Sagan is part-sprinter, part-classics rider, currently in the midst of the worst slump in his short but esteemed career — he’s won only twice since June 16 of last year, once at his Slovakian national championship. His lack of results was the subject of scrutiny in a recent Cyclingnews.com post by his team owner Oleg TInkov, who wrote, “[I’m] paying him a big check and he’s not performing. That’s not good.”
Asked to respond to Tinkov’s post, which included the suggestion that more pressure on his riders would produce better results, Sagan took the high road, saying, “If I want to say something about it, I will speak to him [directly], not at a press conference.”
Sagan then added, “I’m riding for myself and for the team. I ride the bike because I like riding,” to which Cavendish quipped, “He’s also rich.”
And there you have it. This year’s Amgen Tour of California is wide open — except where it’s not.
Peter Sagan is frustrated. He’s under scrutiny (and also wealthy), but back on Californian soil, where he has enjoyed some of the best success of his career.
Mark Cavendish will likely win several sprints, and his team will likely be expected to control the breakaways. They will succeed, except if they don’t.
Sergio Henao is the pre-race favorite … probably. Most likely. Maybe.
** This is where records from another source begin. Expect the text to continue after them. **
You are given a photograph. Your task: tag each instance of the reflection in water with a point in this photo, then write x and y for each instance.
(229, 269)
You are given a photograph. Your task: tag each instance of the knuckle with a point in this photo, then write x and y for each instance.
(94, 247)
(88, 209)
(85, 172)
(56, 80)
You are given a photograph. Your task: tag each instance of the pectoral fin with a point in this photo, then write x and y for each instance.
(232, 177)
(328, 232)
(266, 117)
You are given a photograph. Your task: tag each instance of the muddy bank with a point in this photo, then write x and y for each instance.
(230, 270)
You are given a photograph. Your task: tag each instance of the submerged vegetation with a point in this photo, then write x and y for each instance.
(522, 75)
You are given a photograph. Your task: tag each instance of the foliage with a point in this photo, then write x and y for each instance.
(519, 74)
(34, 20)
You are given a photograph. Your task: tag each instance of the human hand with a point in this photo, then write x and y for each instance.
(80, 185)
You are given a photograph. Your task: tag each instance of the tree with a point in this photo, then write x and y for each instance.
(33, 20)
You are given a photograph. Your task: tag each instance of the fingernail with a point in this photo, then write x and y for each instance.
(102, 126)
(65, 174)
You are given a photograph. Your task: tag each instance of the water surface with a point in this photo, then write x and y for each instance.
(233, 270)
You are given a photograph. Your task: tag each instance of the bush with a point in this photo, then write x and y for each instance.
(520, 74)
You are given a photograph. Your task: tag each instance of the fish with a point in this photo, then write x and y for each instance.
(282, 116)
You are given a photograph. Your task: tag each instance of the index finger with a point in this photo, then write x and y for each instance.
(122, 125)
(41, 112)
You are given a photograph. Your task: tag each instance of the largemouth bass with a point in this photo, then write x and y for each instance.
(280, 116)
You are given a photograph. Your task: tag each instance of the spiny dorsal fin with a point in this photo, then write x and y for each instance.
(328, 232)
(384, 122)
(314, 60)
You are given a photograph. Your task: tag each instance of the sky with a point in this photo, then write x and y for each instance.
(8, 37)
Joe Dombrowski will be the rider to watch on Mt. Baldy, although some may be instead looking to his Cannondale teammate, Andrew Talansky.
And a whole slew of GC contenders have the chance to prove the race organization wrong for not inviting them to the pre-race press conference.
This year’s Amgen Tour is wide open — more so than ever. And this is why we watch. Let the games begin.